Setor Militar como abrigo bolsonarista

O interventor lembra que o acampamento mantido pelos bolsonaristas no Setor Militar Urbano “permitiu apoio logístico e local de concentração” aos golpistas vindos de outras partes do país.

O relatório final destaca que a estrutura montada no acampamento golpista – que incluía carro de som e refeições – desde o começo “foi elemento crucial para o desenvolvimento das ações de perturbação da ordem pública que culminaram nos atos do dia 08 de janeiro de 2023”.

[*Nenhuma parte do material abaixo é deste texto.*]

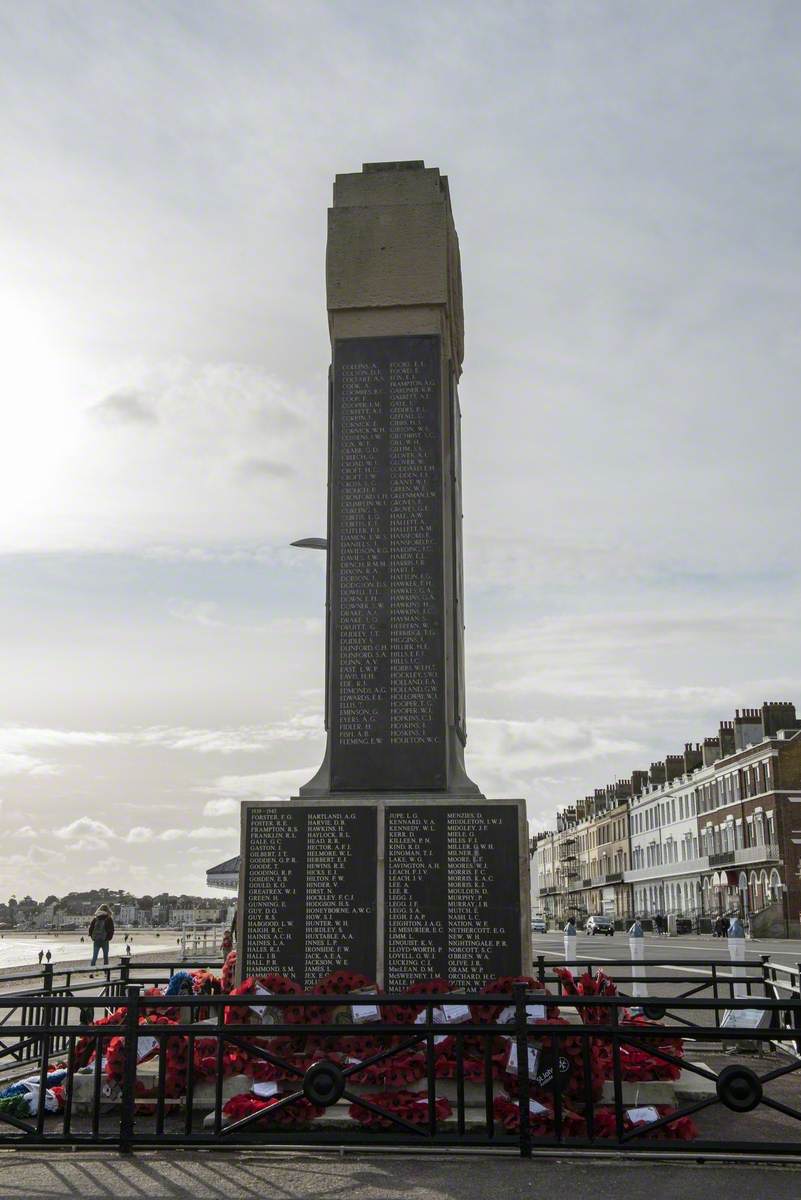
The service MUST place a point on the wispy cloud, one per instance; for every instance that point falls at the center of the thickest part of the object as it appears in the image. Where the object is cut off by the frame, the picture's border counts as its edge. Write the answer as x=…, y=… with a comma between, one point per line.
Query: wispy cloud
x=124, y=408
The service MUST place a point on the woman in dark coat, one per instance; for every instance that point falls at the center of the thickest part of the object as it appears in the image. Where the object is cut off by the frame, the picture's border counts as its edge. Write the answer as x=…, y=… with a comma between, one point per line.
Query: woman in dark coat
x=101, y=930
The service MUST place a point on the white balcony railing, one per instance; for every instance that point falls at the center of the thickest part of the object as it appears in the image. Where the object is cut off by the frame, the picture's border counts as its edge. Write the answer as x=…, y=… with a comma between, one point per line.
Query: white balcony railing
x=667, y=870
x=768, y=853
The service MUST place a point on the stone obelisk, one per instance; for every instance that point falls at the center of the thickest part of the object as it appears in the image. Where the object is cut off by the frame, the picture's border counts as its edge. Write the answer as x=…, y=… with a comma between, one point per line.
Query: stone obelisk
x=391, y=862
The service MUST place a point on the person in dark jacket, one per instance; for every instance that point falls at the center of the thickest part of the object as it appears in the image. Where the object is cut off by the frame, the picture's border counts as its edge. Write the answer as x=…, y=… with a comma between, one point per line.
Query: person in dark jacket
x=101, y=930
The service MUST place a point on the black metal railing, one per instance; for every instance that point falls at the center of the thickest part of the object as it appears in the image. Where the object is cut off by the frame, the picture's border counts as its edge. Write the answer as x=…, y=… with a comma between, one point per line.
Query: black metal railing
x=576, y=1091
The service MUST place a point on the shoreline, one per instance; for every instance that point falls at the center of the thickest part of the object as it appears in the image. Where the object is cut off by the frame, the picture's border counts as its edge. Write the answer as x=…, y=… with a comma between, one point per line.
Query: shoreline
x=11, y=981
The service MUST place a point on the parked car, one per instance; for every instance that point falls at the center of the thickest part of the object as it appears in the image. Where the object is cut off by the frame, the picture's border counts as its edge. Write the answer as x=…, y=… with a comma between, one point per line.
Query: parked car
x=600, y=925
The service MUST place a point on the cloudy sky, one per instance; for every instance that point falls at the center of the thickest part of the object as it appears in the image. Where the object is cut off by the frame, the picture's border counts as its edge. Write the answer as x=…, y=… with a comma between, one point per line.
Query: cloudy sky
x=625, y=181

Mesmo com todas as informações existentes em torno da movimentação bolsonarista, “o quantitativo de militares dispostos no terreno foi insuficiente para conter o acesso dos manifestantes”,

Sobre a ação para desocupar a Esplanada dos Ministérios, Cappelli ressalta a dificuldade para que a ordem fosse cumprida, “dando tempo necessário para que parte dos vândalos deixasse o ambiente e outros voltassem para o acampamento dentro do Setor Militar Urbano”.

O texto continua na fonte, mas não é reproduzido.